À cet égard, j’aime bien raconter une petite histoire rapportée par saint Augustin au sujet de sa mère sainte Monique. Vers l’âge de 15 ans, ses parents confient à Monique la clef de la cave et la chargent d’aller, chaque jour, y prendre le vin pour les repas familiaux. Au bout de quelques jours, curieuse, Monique ne peut s’empêcher de tremper les lèvres dans le vin. Elle y prend goût au point que les petites gouttes devinrent des gorgées et les gorgées des coupes entières au point d’être un peu pompette. La servante qui l’accompagne à la cave et qui la déteste se rend bien compte de ce qui se passe. Un jour que toutes les deux se disputent, la servante la traite de petite ivrognesse ! Monique, insultée, piquée au vif, réalise sa faute et se débarrasse de cette habitude. Saint Augustin de commenter : « Dans sa colère, cette servante visait à exaspérer sa jeune maîtresse, et non à la guérir ». Elle n’était pas guidée par l’amour, mais la haine. Elle ne voulait pas la guérir, mais l’humilier et la blesser. Cette attitude se situe tout à fait à l’opposé de la démarche proposée par Jésus. Toujours être guidé par l’amour !

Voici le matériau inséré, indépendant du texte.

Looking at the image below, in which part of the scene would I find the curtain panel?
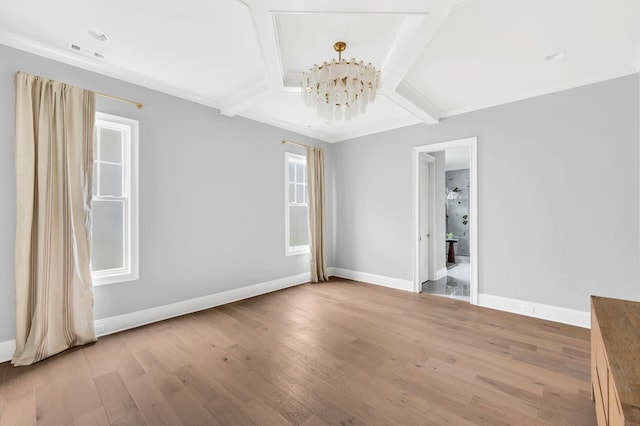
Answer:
[11,72,96,366]
[307,146,329,283]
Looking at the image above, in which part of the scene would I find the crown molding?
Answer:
[0,31,220,109]
[238,111,343,143]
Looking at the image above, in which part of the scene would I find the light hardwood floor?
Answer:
[0,279,595,426]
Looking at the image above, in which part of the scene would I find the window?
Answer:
[284,152,309,256]
[91,112,138,285]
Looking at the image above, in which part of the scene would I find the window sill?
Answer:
[91,273,140,287]
[285,246,309,256]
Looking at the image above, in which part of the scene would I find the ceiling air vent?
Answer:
[67,42,104,59]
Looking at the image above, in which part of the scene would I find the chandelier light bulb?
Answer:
[302,41,380,120]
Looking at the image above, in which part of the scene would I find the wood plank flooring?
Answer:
[0,279,595,426]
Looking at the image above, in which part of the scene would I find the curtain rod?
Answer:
[282,140,311,148]
[95,92,142,108]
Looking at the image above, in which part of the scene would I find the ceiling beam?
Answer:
[380,6,450,124]
[220,0,284,117]
[383,80,442,124]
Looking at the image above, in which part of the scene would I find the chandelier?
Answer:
[302,41,380,120]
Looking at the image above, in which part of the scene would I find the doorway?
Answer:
[413,137,478,305]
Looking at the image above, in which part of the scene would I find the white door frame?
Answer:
[418,153,437,281]
[412,137,478,305]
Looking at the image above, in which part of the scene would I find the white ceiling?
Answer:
[0,0,640,142]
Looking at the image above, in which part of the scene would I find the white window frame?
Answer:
[91,112,139,286]
[284,152,309,256]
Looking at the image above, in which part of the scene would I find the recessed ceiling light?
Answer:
[87,28,109,41]
[544,52,566,62]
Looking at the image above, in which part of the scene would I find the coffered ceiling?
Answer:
[0,0,640,142]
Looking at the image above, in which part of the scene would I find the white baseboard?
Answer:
[0,340,16,362]
[434,267,447,281]
[95,272,311,336]
[327,268,413,293]
[0,272,310,362]
[478,293,591,328]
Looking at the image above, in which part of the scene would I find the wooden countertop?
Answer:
[591,296,640,423]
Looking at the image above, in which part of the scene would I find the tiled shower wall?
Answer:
[446,169,469,256]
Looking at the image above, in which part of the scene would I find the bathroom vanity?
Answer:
[591,296,640,426]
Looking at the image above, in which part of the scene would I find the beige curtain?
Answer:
[307,146,329,283]
[11,72,96,365]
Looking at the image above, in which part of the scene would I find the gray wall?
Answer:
[0,46,335,342]
[333,75,640,311]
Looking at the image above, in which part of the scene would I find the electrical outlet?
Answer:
[520,305,536,314]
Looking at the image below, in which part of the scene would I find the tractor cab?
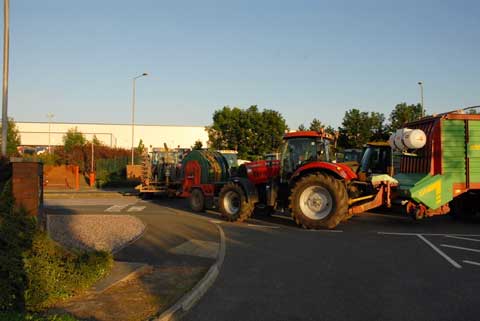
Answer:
[357,142,400,181]
[280,131,334,180]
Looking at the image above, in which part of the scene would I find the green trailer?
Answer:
[395,107,480,219]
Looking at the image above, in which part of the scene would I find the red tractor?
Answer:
[218,131,364,229]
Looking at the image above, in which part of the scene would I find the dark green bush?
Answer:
[0,178,36,311]
[24,230,112,311]
[0,312,78,321]
[0,179,113,311]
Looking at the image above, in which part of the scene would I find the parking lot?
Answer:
[47,198,480,320]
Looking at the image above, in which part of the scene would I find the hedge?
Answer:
[0,179,113,312]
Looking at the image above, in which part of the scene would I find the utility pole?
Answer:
[2,0,10,157]
[47,113,55,154]
[418,81,425,117]
[132,72,148,165]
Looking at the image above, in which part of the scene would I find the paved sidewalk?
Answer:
[44,186,138,199]
[52,207,220,321]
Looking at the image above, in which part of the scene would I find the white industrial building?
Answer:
[15,121,208,149]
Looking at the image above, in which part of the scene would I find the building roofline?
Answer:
[15,120,207,128]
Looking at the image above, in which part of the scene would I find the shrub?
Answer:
[0,179,113,311]
[24,230,112,311]
[0,312,78,321]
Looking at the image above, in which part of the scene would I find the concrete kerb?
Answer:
[152,223,226,321]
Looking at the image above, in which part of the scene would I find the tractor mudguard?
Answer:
[232,177,258,203]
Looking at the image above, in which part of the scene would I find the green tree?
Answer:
[309,118,325,132]
[369,112,389,141]
[0,118,21,156]
[63,127,86,152]
[92,135,102,146]
[325,125,336,135]
[136,138,145,155]
[339,108,371,148]
[389,103,422,132]
[207,105,288,159]
[192,139,203,149]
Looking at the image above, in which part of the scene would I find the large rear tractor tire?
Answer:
[188,188,205,212]
[218,183,254,222]
[290,173,348,229]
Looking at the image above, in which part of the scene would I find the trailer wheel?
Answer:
[188,188,205,212]
[290,173,348,229]
[218,183,254,222]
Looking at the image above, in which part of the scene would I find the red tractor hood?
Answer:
[292,162,357,181]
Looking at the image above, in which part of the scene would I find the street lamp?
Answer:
[47,113,55,154]
[418,81,425,117]
[132,72,148,165]
[2,0,10,157]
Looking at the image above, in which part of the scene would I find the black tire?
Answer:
[253,206,275,217]
[290,173,348,229]
[218,183,254,222]
[188,188,205,212]
[449,193,478,219]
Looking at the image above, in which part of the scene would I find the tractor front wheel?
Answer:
[290,173,348,229]
[218,183,254,222]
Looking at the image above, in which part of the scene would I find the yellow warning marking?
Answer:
[418,180,442,205]
[470,145,480,150]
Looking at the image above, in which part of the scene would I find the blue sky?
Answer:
[2,0,480,128]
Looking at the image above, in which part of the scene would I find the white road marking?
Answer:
[247,224,280,228]
[441,244,480,253]
[416,234,462,269]
[445,235,480,242]
[127,206,146,212]
[463,260,480,266]
[105,204,130,212]
[377,232,480,237]
[169,239,220,259]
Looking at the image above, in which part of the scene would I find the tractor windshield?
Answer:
[282,137,332,178]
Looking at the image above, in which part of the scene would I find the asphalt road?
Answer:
[48,199,480,321]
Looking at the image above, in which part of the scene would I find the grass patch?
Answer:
[0,312,78,321]
[0,179,113,312]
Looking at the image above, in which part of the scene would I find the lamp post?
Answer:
[132,72,148,165]
[418,81,425,117]
[47,113,55,154]
[2,0,10,157]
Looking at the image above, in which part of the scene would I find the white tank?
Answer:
[403,129,427,149]
[388,128,427,151]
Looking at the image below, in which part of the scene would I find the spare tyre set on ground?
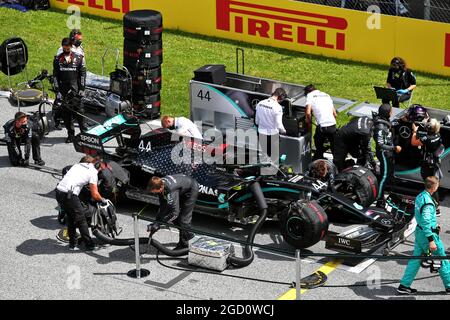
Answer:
[280,166,378,248]
[123,10,163,119]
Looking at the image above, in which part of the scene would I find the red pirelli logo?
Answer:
[216,0,348,50]
[56,0,131,13]
[444,33,450,67]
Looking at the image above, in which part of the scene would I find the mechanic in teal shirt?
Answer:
[397,177,450,294]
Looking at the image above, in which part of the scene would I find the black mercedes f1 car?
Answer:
[74,114,414,252]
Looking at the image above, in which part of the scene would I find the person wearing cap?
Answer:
[148,174,198,250]
[397,176,450,295]
[3,111,45,166]
[373,103,402,208]
[305,84,337,160]
[56,29,86,66]
[255,88,287,163]
[161,116,203,140]
[383,57,417,108]
[53,38,86,143]
[55,156,107,251]
[411,118,445,216]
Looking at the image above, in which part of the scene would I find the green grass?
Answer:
[0,9,450,123]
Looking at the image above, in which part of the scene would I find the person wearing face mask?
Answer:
[3,112,45,166]
[56,29,86,66]
[383,57,416,108]
[161,116,203,139]
[397,176,450,295]
[53,38,86,143]
[148,174,198,250]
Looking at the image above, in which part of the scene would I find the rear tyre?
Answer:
[334,166,378,208]
[280,200,328,249]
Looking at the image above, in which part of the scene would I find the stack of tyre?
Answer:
[123,10,163,119]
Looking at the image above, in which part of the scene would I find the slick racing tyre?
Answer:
[280,200,328,249]
[133,67,161,96]
[123,10,163,43]
[123,39,163,71]
[334,166,378,208]
[0,38,28,76]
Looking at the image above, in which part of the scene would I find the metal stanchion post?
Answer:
[127,213,150,279]
[295,249,302,300]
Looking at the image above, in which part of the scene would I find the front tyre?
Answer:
[280,200,328,249]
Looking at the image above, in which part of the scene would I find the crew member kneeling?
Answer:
[56,156,107,251]
[149,174,198,250]
[3,112,45,166]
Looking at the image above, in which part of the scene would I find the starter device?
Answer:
[188,237,234,271]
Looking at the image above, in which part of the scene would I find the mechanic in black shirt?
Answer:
[149,174,198,250]
[53,38,86,143]
[383,57,416,108]
[333,117,376,171]
[308,159,337,191]
[411,118,445,216]
[373,104,402,208]
[3,111,45,166]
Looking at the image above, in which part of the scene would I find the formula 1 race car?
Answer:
[74,114,413,252]
[392,105,450,190]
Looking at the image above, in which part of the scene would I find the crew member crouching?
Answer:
[3,112,45,166]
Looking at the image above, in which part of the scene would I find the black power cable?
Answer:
[156,250,439,288]
[156,250,292,286]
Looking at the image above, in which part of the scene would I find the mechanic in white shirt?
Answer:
[55,156,107,251]
[255,88,287,163]
[161,116,203,139]
[305,84,337,160]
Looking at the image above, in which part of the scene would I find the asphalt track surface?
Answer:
[0,98,450,300]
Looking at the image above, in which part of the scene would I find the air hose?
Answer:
[92,181,267,262]
[92,229,189,257]
[227,181,267,268]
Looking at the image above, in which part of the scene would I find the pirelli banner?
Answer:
[50,0,450,76]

Il est bon en cette première célébration d’entendre le Seigneur nous inviter à l’amour mutuel même dans les circonstances difficiles. D’ailleurs, il n’est pas bien loin. Ne nous dit-il pas que « lorsque deux ou trois sont réunis en mon nom, je suis là, au milieu d’eux » ? Pourquoi notre communauté peut-elle être fraternelle ? Parce que nous sommes gentils ? Parce qu’humainement nous sommes attachés les uns aux autres ? Parce que nous avons des amis dans la communauté ? Non, tout simplement parce que c’est le Christ qui nous réunit. Il est au milieu de nous et il nous comble de son Esprit d’amour et de paix. C’est ainsi que nous pouvons dépasser nos sentiments humains.
Mais le Seigneur ne s’arrête pas là. Il insiste sur la puissance de la prière commune. « Si deux d’entre vous se mettent d’accord ». Pourquoi ne pas lui demander que nous formions une véritable fraternité, comme il le souhaite ? Une fraternité qui trouve, dans l’eucharistie, une source profonde.

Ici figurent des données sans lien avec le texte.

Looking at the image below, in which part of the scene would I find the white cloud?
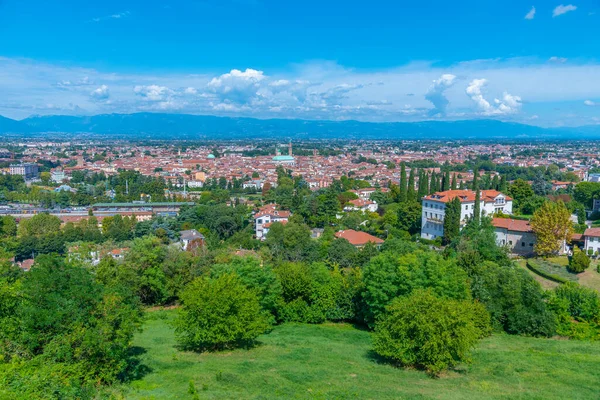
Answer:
[90,85,110,100]
[425,74,456,115]
[466,79,522,115]
[92,11,131,22]
[525,7,535,19]
[133,85,173,101]
[548,56,568,64]
[207,68,266,103]
[552,4,577,18]
[0,57,600,125]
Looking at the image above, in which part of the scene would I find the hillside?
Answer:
[0,113,600,140]
[109,311,600,399]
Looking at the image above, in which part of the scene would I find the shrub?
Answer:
[373,289,490,374]
[470,261,556,336]
[175,274,269,351]
[210,257,282,317]
[567,248,591,274]
[363,251,470,327]
[553,283,600,322]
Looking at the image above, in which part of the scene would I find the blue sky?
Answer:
[0,0,600,126]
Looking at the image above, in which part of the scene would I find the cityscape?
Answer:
[0,0,600,400]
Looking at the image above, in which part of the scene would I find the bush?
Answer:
[275,263,362,324]
[210,257,282,318]
[567,248,590,274]
[362,251,471,327]
[175,274,270,351]
[373,289,490,374]
[553,283,600,323]
[469,261,556,336]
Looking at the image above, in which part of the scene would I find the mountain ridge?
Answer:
[0,113,600,140]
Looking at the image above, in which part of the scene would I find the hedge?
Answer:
[525,260,570,283]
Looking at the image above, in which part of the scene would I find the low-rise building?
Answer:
[493,218,536,256]
[344,199,378,212]
[335,229,384,248]
[421,190,512,240]
[9,163,40,180]
[254,204,291,240]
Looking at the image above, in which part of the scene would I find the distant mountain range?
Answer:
[0,113,600,140]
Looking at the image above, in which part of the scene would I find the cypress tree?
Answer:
[498,175,508,193]
[473,187,481,225]
[400,161,407,203]
[419,170,429,200]
[443,197,461,245]
[471,166,479,190]
[429,171,440,194]
[406,168,417,201]
[442,169,450,192]
[491,175,499,190]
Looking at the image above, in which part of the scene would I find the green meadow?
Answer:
[105,310,600,399]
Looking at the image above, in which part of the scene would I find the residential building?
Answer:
[583,228,600,254]
[421,190,512,240]
[493,218,536,256]
[335,229,384,248]
[344,199,378,212]
[50,168,67,183]
[9,163,40,180]
[179,229,206,251]
[254,204,291,240]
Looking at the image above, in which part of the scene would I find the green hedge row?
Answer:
[525,260,569,283]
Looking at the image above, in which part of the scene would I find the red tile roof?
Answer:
[583,228,600,237]
[335,229,383,246]
[492,218,533,232]
[424,190,512,203]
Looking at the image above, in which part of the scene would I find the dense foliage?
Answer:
[175,274,269,351]
[373,289,491,374]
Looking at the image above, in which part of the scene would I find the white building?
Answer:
[421,190,512,240]
[254,204,291,240]
[344,199,378,212]
[50,169,67,183]
[10,163,40,180]
[583,228,600,254]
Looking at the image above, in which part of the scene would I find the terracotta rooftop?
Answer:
[423,190,512,203]
[335,229,383,246]
[492,218,533,232]
[583,228,600,237]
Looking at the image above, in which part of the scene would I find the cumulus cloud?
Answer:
[466,79,522,115]
[552,4,577,18]
[92,11,131,22]
[425,74,456,116]
[133,85,173,101]
[90,85,110,100]
[525,7,535,19]
[56,76,94,88]
[548,56,568,64]
[207,68,266,103]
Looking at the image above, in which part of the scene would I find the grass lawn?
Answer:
[109,310,600,399]
[515,259,560,290]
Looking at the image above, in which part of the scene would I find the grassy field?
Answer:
[110,310,600,399]
[516,256,600,292]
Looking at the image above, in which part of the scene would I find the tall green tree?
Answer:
[399,162,408,203]
[406,168,417,201]
[443,197,461,245]
[442,170,450,192]
[531,201,573,256]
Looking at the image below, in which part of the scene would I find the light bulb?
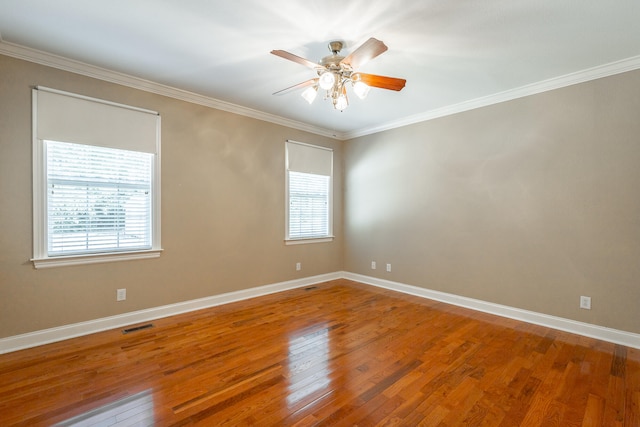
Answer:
[319,71,336,90]
[353,82,371,99]
[302,85,318,104]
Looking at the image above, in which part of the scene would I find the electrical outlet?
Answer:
[580,296,591,310]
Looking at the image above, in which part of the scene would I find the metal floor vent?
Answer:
[122,323,153,334]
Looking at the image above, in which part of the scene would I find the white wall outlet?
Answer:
[580,296,591,310]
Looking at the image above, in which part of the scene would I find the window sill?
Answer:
[31,249,162,269]
[284,236,334,245]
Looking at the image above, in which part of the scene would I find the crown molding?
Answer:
[0,40,340,139]
[341,55,640,139]
[5,39,640,141]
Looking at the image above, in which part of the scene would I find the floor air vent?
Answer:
[122,323,153,334]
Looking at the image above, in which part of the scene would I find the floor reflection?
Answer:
[287,327,331,407]
[54,390,154,427]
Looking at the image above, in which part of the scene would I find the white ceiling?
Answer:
[0,0,640,137]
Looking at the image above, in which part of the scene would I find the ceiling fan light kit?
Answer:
[271,37,406,111]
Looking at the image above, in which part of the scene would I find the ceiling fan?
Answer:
[271,37,406,111]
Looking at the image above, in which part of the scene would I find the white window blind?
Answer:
[45,141,153,256]
[32,86,161,268]
[286,141,333,241]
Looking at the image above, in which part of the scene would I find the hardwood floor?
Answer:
[0,280,640,427]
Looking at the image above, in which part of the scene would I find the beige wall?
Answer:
[0,55,343,338]
[344,71,640,333]
[0,55,640,338]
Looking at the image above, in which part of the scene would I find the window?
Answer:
[285,141,333,244]
[33,87,161,268]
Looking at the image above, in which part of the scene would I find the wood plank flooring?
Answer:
[0,280,640,427]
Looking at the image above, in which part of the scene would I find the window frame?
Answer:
[284,140,335,245]
[31,87,162,269]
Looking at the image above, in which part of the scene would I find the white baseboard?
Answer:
[343,272,640,349]
[0,272,343,354]
[0,271,640,354]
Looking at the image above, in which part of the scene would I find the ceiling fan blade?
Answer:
[353,73,407,91]
[271,50,321,70]
[274,78,318,95]
[340,37,388,70]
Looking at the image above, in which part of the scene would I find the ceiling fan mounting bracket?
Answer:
[327,40,344,55]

En effet, le pain, constitué de multiples grains, est le signe de la fraternité que nous formons avec le Christ, notre tête, au point de devenir son corps. Voilà pourquoi Saint Augustin aimait répéter au sujet de la communion « reçois ce que tu es et deviens ce que tu reçois ». Reçois le Corps du Christ dans sa totalité, la tête avec ses membres, et deviens-le en cultivant l’amour mutuel. Tel est mon vœu et ma prière pour l’année qui vient.

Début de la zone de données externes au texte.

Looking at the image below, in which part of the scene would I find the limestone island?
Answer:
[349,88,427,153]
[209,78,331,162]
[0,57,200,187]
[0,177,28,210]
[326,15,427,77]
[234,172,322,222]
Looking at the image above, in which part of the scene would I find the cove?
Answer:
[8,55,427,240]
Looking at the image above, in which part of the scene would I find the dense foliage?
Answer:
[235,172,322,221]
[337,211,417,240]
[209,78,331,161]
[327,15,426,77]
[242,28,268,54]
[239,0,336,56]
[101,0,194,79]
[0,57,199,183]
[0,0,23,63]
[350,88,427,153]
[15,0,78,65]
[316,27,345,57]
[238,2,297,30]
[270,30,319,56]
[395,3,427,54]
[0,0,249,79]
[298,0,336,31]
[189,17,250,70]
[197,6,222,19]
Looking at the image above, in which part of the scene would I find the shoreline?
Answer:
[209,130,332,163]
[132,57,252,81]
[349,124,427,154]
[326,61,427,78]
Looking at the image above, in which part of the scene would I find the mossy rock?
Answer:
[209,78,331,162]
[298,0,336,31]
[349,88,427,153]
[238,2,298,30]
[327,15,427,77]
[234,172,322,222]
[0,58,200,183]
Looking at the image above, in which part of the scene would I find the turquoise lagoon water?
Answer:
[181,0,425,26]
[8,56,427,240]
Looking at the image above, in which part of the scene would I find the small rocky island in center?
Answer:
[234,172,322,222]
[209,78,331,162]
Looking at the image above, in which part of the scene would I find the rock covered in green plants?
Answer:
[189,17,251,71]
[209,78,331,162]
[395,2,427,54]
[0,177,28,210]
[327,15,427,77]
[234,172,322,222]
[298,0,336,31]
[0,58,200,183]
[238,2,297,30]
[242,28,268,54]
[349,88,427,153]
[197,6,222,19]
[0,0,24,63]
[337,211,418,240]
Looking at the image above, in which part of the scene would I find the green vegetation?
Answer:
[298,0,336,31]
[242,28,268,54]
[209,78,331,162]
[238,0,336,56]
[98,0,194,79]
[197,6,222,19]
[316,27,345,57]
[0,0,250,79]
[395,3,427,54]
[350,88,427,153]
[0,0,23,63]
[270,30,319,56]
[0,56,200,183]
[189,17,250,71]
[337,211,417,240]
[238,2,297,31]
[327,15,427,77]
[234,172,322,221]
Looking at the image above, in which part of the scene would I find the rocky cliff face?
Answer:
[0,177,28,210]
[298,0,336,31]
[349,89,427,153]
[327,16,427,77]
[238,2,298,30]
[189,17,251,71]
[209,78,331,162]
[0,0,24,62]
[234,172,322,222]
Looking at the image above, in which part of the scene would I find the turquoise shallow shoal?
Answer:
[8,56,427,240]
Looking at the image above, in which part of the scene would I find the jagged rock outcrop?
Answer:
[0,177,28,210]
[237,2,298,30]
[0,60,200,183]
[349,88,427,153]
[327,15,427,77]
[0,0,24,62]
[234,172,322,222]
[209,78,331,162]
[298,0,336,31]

Fr. André Descôteaux, O.P.
PRIÈRE
Dieu qui n’as de cesse de nous rassembler,
donne à tes disciples un seul cœur et une seule âme.
Par ton pardon, tu nous réconcilies,
par ta Parole, tu nous guides.
Permets que nous soyons toujours unis
dans la plénitude de la foi
et demeurions en communion fraternelle
par le lien de la charité.
Par Jésus Christ, ton Fils, notre Seigneur,
qui vit et règne avec toi
dans l’unité du Saint-Esprit,
Dieu, pour les siècles des siècles.
∞ Amen.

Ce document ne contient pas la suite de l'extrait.